Since the Titanic, boat builders have hesitated to use the word “unsinkable”, but this comes close: short of powdering it by explosives or gunfire to make sure it will stay afloat. If still in one piece but flooded, it will float upright with 300kg of people or load on board.
Credentials like these are always worth a closer look.
It performs better without water in it. It’s a modest-sized 4.3m x 1.93m, yet it has the stability to list only 13 degrees with 500kg at one rail. This would be easily understandable with a punt-shaped hull, but this one has the creditable deadrise of 12 degrees.
It also has the hugely complex underwater shape routine with roto-moulding, but impossible with aluminium.
The review 4300 was an open, tiller-steered model although there is a centre console variant. If you tire of tiller steering, conversion to this is straight forward: buy a console, bolt it to ready-prepared sockets and fit the remote-control kit to the Honda.

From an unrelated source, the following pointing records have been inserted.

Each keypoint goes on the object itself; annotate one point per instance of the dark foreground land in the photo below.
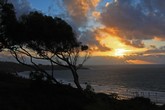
(22, 94)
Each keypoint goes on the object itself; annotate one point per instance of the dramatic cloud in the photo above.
(135, 20)
(79, 10)
(21, 6)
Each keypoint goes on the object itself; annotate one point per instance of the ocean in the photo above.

Most buyers, though, opt for the open boat and stay with it.
The usual tasks they put it to are more or less sheltered waters fishing, crabbing, and general stooging about, although more than one has mentioned it would make a great beach-launching boat.

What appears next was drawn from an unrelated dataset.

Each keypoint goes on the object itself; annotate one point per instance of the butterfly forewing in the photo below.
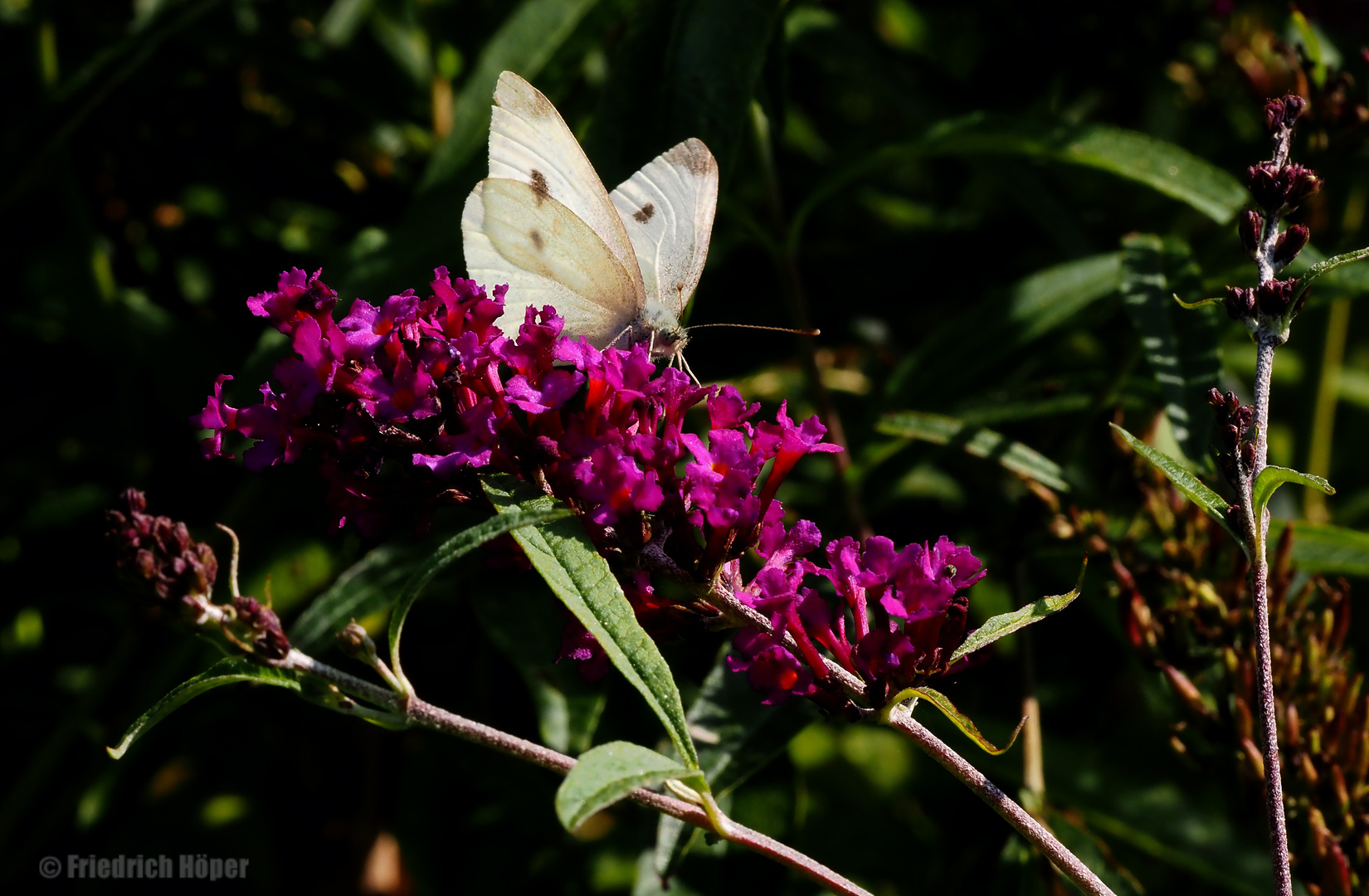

The key features are the 4200 is light weight and near immune to superficial damage. Not only is the medium-density polyethylene skin material self-colored (in a choice of eight colours) but it is extremely slippery, especially when wet.
Dragging over rocks or alongside mussel-coated jetties does not cause the degree of gouging fibreglass or aluminium would take. It bends to impacts and is effectively fatigue-free.
Terminally inept owners might pierce the outer skin on some sharp object, but the boat would remain water tight and could be fixed by a simple plastic weld.
The 4200 is rated for five people and has seats for them all: one in each corner and one mid boat that also serves as an esky. The corner seats cover storage spots totaling a useful capacity, although the understorey of one quarter seat is consumed by a battery.
While the 40hp Honda is tiller steering most other functions are electrified, including starting and trim and tilt. The controls for these plus gear and throttle are all mounted on a long tiller.
Anyone whose experience of tiller-steered outboards dates from 20-odd years ago should prepare for an epiphany when meeting this arrangement.
With the motor properly setup, control is split-hair accurate and as effortless as a conventional wheel.
The boat is rated for up to 50hp, but so far no customer has opted for more than 40.
With the 4200’s usual complement of two, the smaller motor delivers more speed than most people care to use.
With the fishing role in mind the builders fitted the bow to take an electric troll motor. They also built in impressive stability: hauling cray pots should be a breeze.
All the things a boat of this class ought to have are here: bow roller, grab rails for each corner seat, carpet, and a pair of boarding platforms at near water level that remove the need for ladders.